Figure 11. Sparse deletion of Clstn3 in Purkinje cells by low-titer lentiviral infection recapitulates the phenotype obtained with the AAV-mediated deletion of Clstn3 in the cerebellar cortex.

(A & B) Strategy and validation of the sparse Clstn3 deletion in Purkinje cells (A, experimental strategy; B, representative images of sparsely infected Purkinje cells, demonstrating that only isolated Purkinje cells and no granule or basket cells were infected). (C–E) The sparse Clstn3 KO in Purkinje cells decreases the amplitude of evoked IPSCs in the cerebellar cortex without changing the release probability (C, representative IPSC traces; D, IPSC amplitudes (left) and coefficient of variation (right); E, paired-pulse ratio of IPSCs with a 50ms inter-stimulus interval). (F–J) The sparse Clstn3 KO in Purkinje cells robustly increases the strength of parallel-fiber synapses, again without changing their release probability (F, representative traces; G, input/output curve of parallel-fiber EPSCs; H, summary graph of the slope of the input/output curve determined in individual cells; I coefficient of variation of evoked EPSCs at different stimulus intensities; J, plot of the paired-pulse ratio of parallel-fiber EPSCs). Data are means ± SEM. Two tailed unpaired t tests were applied to detect statistical significance with panels D, E and H. *p < 0.05. For panels G, I, and J, two-way ANOVA followed by post-hoc Tukey test was employed. For G, F(4, 68) = 31.695, **p < 0.000.

Figure 11.

Figure 11—figure supplement 1. CRISPR-mediated sparse Clstn3 deletion in Purkinje cells causes a selective suppression of Clstn3 expression, but not of Clstn1 or Clstn2 expression, in Purkinje cells, but not in basket or granule cells, as analyzed by single-cell quantitative reverse transcription-PCR (qRT-PCR).

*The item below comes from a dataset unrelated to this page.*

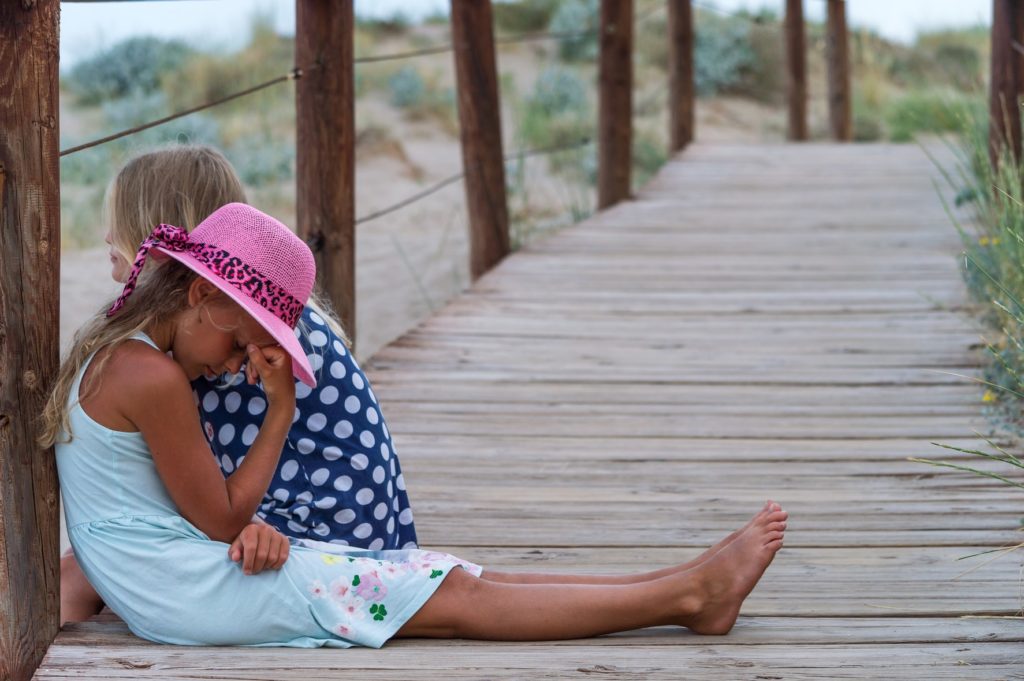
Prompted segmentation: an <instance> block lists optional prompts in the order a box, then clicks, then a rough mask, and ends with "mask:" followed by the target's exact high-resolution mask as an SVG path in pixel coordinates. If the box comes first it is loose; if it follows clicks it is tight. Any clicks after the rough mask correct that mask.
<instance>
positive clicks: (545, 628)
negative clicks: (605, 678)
mask: <svg viewBox="0 0 1024 681" xmlns="http://www.w3.org/2000/svg"><path fill="white" fill-rule="evenodd" d="M151 254H152V255H153V256H154V258H155V259H156V258H159V259H160V260H161V261H160V262H159V263H155V264H157V265H158V266H155V267H150V268H147V270H146V272H145V273H143V274H141V275H139V274H140V272H141V270H142V266H143V264H144V263H145V260H146V257H147V255H151ZM313 278H314V266H313V260H312V255H311V254H310V253H309V250H308V249H307V248H306V246H305V245H304V244H303V243H302V242H301V241H300V240H299V239H298V238H296V237H295V236H294V235H292V232H291V231H289V230H288V228H287V227H285V226H284V225H282V224H281V223H279V222H276V221H275V220H273V219H272V218H270V217H269V216H266V215H264V214H262V213H260V212H259V211H256V210H255V209H253V208H251V207H248V206H245V205H242V204H229V205H227V206H224V207H223V208H221V209H219V210H217V211H216V212H214V213H213V214H212V215H211V216H210V217H208V218H207V219H206V220H204V221H203V223H202V224H200V225H199V226H198V227H197V228H196V229H195V231H193V232H191V233H190V235H189V233H188V232H186V231H185V230H184V229H181V228H178V227H173V226H169V225H160V226H158V227H157V228H156V229H155V230H154V232H153V235H152V236H151V237H150V238H148V239H146V240H145V241H144V242H143V243H142V246H141V247H140V248H139V251H138V254H137V256H136V258H135V261H134V264H133V266H132V271H131V273H130V275H129V278H128V281H127V283H126V285H125V289H124V292H123V293H122V295H121V296H120V297H119V298H118V299H117V300H116V301H115V302H114V304H113V305H112V306H111V307H110V309H109V310H108V311H106V313H105V314H102V313H101V314H99V315H97V316H96V317H95V318H94V320H93V321H92V322H90V323H89V324H88V325H87V326H86V327H85V328H83V329H82V330H81V331H80V332H79V334H78V335H77V336H76V339H75V342H74V345H73V347H72V349H71V351H70V354H69V357H68V359H67V360H66V361H65V364H63V365H62V367H61V369H60V373H59V375H58V378H57V382H56V385H55V387H54V390H53V393H52V395H51V398H50V401H49V402H48V405H47V409H46V413H45V415H44V416H45V426H46V427H45V430H44V433H43V436H42V440H43V441H44V442H45V443H52V442H56V443H57V453H56V456H57V467H58V472H59V475H60V486H61V493H62V495H63V499H65V509H66V514H67V520H68V527H69V535H70V537H71V540H72V545H73V546H74V549H75V553H76V555H77V556H78V559H79V562H80V564H81V565H82V568H83V569H84V570H85V573H86V576H87V577H88V578H89V581H90V582H91V583H92V585H93V586H94V587H95V588H96V591H97V592H99V594H100V595H101V596H102V598H103V599H104V600H105V601H106V603H108V604H109V605H110V606H111V608H112V609H113V610H114V611H115V612H117V613H118V614H119V615H120V616H121V618H122V619H123V620H124V621H125V622H126V624H127V625H128V626H129V628H130V629H131V630H132V631H133V632H134V633H136V634H137V635H139V636H141V637H144V638H147V639H151V640H154V641H162V642H168V643H179V644H194V645H195V644H200V645H202V644H248V645H289V646H302V647H308V646H319V645H329V646H339V647H347V646H350V645H355V644H359V645H369V646H380V645H382V644H383V643H384V642H385V641H387V640H388V639H389V638H391V637H392V636H419V637H423V636H431V637H462V638H485V639H502V640H530V639H535V640H536V639H557V638H577V637H582V636H592V635H598V634H603V633H608V632H612V631H622V630H628V629H635V628H639V627H646V626H653V625H666V624H676V625H681V626H685V627H688V628H690V629H691V630H693V631H695V632H697V633H703V634H724V633H726V632H728V631H729V630H730V629H731V627H732V626H733V624H734V622H735V620H736V616H737V614H738V612H739V606H740V604H741V603H742V601H743V599H744V598H745V597H746V595H748V594H749V593H750V592H751V590H752V589H753V588H754V586H755V585H756V584H757V582H758V580H759V579H760V578H761V574H762V573H763V572H764V570H765V568H766V567H767V566H768V564H769V563H770V562H771V560H772V558H773V557H774V555H775V553H776V551H777V550H778V549H779V548H780V546H781V543H782V536H783V530H784V526H785V522H784V521H785V513H784V512H783V511H781V509H779V508H778V506H777V505H774V504H767V505H766V506H765V508H764V509H762V511H761V512H759V513H758V514H757V515H756V516H755V517H754V518H753V519H752V520H751V522H750V523H749V524H748V525H746V526H745V527H743V528H742V529H740V530H738V531H737V533H734V534H733V535H731V536H730V537H728V538H726V540H724V541H723V542H722V543H721V544H719V545H718V546H716V547H714V548H713V549H711V550H710V551H709V552H707V553H706V554H705V555H703V556H701V557H700V558H698V559H697V560H696V561H694V562H693V563H691V564H688V565H680V566H677V567H670V568H667V569H663V570H658V571H655V572H649V573H645V574H636V576H629V577H625V578H610V579H606V578H592V577H567V576H541V574H522V576H516V574H509V573H501V572H493V571H489V570H488V571H487V572H485V573H482V574H481V568H480V567H479V566H477V565H474V564H472V563H467V562H465V561H461V560H459V559H458V558H455V557H453V556H450V555H446V554H441V553H430V552H425V551H420V550H415V549H409V550H398V551H380V552H376V551H370V550H361V549H353V548H346V547H340V546H337V545H331V544H326V543H319V542H313V541H310V540H297V541H296V544H295V546H294V547H293V548H292V551H291V553H290V555H289V556H288V559H287V561H286V562H285V563H284V565H283V567H282V569H281V570H270V571H264V572H261V573H260V574H258V576H255V577H247V576H245V574H244V573H243V570H242V569H241V568H240V567H239V565H237V564H234V563H233V562H231V560H229V558H228V557H227V551H226V549H227V546H226V544H225V543H226V542H228V541H230V540H231V539H232V538H234V537H236V536H238V534H239V533H240V531H241V529H242V528H243V527H244V526H245V525H246V524H247V523H248V522H249V519H250V518H251V516H252V514H253V513H254V512H255V510H256V507H257V506H258V504H259V503H260V501H261V499H262V497H263V493H264V491H265V490H266V488H267V485H268V484H269V481H270V478H271V477H272V475H273V473H274V470H275V469H276V466H278V459H279V457H280V456H281V452H282V449H283V446H284V444H285V440H286V437H287V435H288V431H289V428H290V427H291V422H292V419H293V417H294V412H295V382H294V380H293V378H292V374H293V372H294V375H295V376H296V377H297V378H299V379H300V380H301V381H302V382H303V383H304V384H306V385H309V386H310V387H314V386H315V380H314V377H313V372H312V367H311V366H310V363H309V360H308V358H307V356H306V354H305V353H304V352H303V350H302V347H301V346H300V344H299V342H298V340H297V339H296V337H295V335H294V333H293V329H294V328H295V327H296V325H297V324H298V321H299V315H300V314H301V311H302V306H303V304H304V303H305V301H306V299H307V297H308V295H309V292H310V291H311V288H312V283H313ZM243 361H247V368H246V372H245V373H246V380H247V382H249V383H255V382H256V381H259V382H261V383H262V385H263V388H264V391H265V394H266V400H267V405H266V414H265V418H264V420H263V425H262V427H261V428H260V430H259V433H258V434H257V435H256V437H255V438H254V439H253V442H252V444H251V445H250V446H249V449H248V452H247V454H246V456H245V458H244V459H243V461H242V462H240V463H239V464H238V465H237V467H236V468H234V470H233V472H232V473H231V474H230V475H228V476H227V477H226V478H224V477H223V476H220V475H215V473H216V472H217V468H216V464H215V463H214V461H213V460H212V457H211V456H210V453H209V448H208V445H207V441H206V438H205V437H204V435H203V430H202V426H201V424H200V419H199V416H198V414H197V412H196V409H195V403H194V401H193V395H191V390H190V385H189V381H193V380H196V379H197V378H199V377H200V376H202V375H204V374H211V373H224V372H230V373H239V371H240V369H241V368H242V365H243ZM456 567H459V568H460V569H455V568H456Z"/></svg>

Figure 11—figure supplement 1.

(A) Analysis of Clstn1, Clstn2, and Clstn3 mRNA levels in Purkinje cells after control CRISPR (Ctrl) or Clstn3 KO CRISPR manipulations. mRNAs were measured by qRT-PCR in the cytosol aspirated from patched Purkinje cells in acute slices cut from mice that had been sparsely infected with CRISRP lentiviruses at P21, and analyzed at P63 (see Figure 11). (B) Analysis of Clstn3 mRNA levels in patched basket and granule cells that were adjacent to infected Purkinje cells in acute slices in the experiments shown in A. Data are means ± SEM; n = 5–11 cells from 2 mice. Two-tailed unpaired t tests were applied to detect changes between control and KO groups, *p < 0.05.